“云姑娘说笑了,你是小公主的生母,我自然希望你能活好。但是你是江湖中人,不了解皇宫里的复杂程度,不是从小耳濡目染,极易踏错啊!我都是为你着想。”
“你才是说笑了,你和我说这么多,皇妃也和我说过,话虽不同,意思都一样。”
云裳嘴角生起一丝不易察觉的笑纹,不急不徐地说。
“他的本性当真如你所说那般敏感冷漠,多疑又残暴吗?香玉!你应该比我更清楚才对啊?他到底经历过什么?你们每个人都在逼迫他,逼他成为你们期望的人!”
“他为何死死抓着我不放手,这是他的无声反抗!如果不是南修身边每个人都在逼他,以他的聪明和洒脱会走到今天这一步吗?
对了,多谢你今夜的剖心吐露,我如今有点儿理解他了。”
云裳强忍着喉部的酸胀又说:“你们的目的达到了,只是他长大了,不受控制了。以后的路让他自己走吧。”

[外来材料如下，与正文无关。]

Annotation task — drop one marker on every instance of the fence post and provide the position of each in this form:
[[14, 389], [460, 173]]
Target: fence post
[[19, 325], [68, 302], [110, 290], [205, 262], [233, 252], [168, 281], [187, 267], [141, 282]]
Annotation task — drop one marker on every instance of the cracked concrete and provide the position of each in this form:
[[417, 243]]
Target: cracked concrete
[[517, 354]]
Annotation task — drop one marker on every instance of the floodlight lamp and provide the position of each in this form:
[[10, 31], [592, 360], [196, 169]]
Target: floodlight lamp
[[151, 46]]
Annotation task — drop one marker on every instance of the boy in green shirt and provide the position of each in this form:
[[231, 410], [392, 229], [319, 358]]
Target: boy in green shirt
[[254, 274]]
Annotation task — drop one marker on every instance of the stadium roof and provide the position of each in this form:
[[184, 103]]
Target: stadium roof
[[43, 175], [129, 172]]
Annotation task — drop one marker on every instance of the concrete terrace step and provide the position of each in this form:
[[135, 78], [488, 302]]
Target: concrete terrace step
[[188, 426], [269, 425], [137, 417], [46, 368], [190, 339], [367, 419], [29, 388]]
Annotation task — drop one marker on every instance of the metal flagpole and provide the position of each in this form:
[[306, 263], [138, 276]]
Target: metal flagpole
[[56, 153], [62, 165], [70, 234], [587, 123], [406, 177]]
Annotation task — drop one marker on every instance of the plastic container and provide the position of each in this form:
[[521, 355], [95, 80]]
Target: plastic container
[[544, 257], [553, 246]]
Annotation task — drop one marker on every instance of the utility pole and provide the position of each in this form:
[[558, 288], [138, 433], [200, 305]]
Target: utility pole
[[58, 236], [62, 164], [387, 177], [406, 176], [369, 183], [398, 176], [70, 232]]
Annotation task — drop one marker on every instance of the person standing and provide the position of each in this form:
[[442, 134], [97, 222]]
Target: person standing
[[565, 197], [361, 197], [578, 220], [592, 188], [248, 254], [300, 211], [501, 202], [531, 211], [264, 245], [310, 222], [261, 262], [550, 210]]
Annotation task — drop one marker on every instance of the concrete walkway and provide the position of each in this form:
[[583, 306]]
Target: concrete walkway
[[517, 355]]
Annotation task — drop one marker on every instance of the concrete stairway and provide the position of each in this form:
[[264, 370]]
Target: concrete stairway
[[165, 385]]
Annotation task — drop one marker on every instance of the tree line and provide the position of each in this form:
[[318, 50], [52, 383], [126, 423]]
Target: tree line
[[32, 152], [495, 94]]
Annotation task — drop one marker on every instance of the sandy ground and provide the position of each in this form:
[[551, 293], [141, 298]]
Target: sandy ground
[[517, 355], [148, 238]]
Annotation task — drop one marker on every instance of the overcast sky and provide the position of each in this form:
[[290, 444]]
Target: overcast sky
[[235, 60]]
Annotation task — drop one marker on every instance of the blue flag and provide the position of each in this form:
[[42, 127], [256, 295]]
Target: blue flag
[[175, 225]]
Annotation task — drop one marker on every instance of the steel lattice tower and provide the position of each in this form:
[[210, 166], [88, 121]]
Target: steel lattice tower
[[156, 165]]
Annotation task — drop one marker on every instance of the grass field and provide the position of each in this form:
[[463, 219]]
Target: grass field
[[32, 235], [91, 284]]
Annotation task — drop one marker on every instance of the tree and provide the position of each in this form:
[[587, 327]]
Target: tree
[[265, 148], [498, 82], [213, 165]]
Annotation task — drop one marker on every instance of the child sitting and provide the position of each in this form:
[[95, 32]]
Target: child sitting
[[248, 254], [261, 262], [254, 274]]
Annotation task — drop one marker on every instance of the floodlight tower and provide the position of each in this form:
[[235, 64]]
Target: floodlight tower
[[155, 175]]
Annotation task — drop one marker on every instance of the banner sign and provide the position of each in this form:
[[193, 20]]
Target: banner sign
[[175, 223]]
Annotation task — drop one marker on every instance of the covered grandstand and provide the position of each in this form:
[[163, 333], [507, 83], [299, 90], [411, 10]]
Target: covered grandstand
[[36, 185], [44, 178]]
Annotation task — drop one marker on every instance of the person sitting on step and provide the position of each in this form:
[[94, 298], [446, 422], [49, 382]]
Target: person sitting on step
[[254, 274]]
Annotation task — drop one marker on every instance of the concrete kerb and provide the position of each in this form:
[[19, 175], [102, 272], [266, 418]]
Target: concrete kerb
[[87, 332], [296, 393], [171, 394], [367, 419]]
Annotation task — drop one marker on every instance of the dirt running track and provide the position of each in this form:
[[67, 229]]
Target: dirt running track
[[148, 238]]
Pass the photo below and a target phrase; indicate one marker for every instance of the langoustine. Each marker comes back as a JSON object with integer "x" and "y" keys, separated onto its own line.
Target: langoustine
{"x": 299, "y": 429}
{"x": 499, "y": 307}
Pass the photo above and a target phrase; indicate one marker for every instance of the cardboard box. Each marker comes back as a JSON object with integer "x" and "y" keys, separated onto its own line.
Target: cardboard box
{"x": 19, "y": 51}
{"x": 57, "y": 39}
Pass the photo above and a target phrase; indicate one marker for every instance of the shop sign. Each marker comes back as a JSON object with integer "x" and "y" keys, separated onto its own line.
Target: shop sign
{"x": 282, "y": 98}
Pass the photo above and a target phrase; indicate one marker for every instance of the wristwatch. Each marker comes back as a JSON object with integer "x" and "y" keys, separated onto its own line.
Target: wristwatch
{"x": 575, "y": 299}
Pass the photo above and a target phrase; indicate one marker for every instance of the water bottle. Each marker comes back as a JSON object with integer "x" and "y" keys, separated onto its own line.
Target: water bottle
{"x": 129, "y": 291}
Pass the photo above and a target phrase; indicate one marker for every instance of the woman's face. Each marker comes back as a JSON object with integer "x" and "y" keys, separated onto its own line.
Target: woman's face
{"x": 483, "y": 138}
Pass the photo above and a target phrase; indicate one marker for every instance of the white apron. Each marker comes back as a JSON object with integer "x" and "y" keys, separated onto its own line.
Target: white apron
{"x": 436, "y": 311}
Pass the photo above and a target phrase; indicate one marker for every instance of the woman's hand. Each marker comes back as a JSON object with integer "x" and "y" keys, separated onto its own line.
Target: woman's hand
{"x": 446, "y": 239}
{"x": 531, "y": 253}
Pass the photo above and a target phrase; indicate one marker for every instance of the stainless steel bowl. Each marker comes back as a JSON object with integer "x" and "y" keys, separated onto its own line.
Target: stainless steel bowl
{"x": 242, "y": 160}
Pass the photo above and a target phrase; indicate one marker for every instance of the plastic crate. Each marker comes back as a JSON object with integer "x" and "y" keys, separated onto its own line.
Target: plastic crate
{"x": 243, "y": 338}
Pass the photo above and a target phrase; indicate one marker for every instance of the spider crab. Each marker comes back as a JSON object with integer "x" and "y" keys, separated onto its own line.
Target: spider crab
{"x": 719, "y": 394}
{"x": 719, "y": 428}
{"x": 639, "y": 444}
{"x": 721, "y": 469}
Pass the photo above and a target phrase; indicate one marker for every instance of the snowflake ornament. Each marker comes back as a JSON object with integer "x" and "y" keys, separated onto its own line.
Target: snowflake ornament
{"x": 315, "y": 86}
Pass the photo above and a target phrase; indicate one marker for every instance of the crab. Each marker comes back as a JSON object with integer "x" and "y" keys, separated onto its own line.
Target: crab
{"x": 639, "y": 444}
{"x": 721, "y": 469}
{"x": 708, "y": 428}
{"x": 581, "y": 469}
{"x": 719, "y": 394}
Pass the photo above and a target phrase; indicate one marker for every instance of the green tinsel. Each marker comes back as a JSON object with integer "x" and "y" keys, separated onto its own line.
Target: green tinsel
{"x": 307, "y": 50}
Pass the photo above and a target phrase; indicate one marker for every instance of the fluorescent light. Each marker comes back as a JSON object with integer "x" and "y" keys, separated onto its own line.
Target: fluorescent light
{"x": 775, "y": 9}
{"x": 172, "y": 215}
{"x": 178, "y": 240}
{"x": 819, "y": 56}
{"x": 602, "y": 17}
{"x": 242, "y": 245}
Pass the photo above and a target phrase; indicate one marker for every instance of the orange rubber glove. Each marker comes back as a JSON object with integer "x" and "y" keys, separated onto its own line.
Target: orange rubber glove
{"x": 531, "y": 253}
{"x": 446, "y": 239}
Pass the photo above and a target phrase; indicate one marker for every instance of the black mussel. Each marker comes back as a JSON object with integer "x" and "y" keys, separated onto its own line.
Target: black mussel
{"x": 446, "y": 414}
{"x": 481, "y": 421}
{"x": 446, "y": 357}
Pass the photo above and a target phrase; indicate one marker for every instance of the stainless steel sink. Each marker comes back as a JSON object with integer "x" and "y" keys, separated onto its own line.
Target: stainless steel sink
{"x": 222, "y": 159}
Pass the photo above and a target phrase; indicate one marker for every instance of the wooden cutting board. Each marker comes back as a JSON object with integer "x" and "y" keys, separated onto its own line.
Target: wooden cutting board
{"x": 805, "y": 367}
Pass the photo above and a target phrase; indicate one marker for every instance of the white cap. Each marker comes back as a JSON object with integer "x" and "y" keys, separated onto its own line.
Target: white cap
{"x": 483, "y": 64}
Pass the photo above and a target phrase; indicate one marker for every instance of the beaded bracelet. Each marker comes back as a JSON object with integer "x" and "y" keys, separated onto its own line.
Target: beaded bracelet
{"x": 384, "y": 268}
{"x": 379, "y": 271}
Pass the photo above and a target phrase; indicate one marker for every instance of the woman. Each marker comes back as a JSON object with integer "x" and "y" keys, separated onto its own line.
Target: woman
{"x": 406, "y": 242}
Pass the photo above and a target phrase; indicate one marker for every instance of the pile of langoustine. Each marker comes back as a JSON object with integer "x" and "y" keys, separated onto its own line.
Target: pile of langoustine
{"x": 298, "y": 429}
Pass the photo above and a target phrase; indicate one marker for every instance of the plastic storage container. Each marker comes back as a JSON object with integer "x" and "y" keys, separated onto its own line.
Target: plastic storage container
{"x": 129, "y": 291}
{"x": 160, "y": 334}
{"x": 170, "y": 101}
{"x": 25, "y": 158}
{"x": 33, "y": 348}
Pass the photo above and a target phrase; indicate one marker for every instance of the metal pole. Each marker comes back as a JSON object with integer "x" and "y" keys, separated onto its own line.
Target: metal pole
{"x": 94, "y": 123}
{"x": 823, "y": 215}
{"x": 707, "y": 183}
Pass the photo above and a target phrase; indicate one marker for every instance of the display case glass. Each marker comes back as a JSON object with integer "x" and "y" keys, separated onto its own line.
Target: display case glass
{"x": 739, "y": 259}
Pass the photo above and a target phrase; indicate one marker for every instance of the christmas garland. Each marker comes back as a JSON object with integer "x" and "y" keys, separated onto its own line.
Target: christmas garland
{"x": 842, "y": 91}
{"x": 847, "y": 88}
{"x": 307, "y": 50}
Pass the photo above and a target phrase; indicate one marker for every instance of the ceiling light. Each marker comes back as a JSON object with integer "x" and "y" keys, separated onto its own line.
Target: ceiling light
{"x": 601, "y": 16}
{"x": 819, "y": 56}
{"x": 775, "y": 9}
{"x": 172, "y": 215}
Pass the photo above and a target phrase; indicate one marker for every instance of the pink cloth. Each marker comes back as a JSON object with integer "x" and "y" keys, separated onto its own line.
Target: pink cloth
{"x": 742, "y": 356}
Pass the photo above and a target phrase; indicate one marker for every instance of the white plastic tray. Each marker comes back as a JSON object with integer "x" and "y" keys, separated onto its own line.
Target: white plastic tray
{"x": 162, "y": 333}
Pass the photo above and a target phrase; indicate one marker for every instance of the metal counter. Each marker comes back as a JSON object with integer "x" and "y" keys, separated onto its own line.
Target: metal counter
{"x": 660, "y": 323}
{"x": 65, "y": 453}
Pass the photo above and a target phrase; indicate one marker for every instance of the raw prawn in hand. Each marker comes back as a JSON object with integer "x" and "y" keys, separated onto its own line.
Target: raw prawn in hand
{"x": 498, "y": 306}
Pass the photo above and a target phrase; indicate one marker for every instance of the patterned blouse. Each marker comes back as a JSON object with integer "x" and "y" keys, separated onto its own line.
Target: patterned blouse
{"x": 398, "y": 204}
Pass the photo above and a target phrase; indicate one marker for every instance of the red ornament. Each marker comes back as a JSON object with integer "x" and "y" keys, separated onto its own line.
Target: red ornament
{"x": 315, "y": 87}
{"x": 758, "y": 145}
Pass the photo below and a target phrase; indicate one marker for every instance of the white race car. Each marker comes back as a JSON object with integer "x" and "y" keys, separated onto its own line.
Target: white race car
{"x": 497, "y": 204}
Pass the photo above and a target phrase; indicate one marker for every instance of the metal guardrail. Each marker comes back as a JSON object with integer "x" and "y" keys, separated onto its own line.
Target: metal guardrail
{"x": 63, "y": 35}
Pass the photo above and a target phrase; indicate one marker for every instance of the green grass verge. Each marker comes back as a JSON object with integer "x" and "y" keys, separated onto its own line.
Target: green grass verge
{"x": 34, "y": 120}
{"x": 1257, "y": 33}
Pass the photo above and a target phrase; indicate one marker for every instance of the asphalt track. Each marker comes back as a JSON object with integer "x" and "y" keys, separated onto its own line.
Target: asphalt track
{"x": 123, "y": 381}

一片夜风刮来,香玉竟觉得后脊发凉,她拢了拢手腕说:“原来云姑娘早就想清楚了,是我多虑了。”
“我是想清楚了,那你呢?”云裳直勾勾盯着香玉。
香玉脸色以肉眼可见变得落寞。云裳看了她半晌,才轻轻吐了句:“你该功成身退了。”
直到云裳离开,香玉再未说一句话,她站在原地,站到了天光。
她无数个夜不能寐的黑夜,都是这么过来的,为君,为他人,从不为己。
一场突如其来的夏雨,惊扰了清梦。
晏南修听着风雨敲打窗棂的嗒嗒声,睡意全无。和云裳的婚事越近,他心里越是没由来的心慌。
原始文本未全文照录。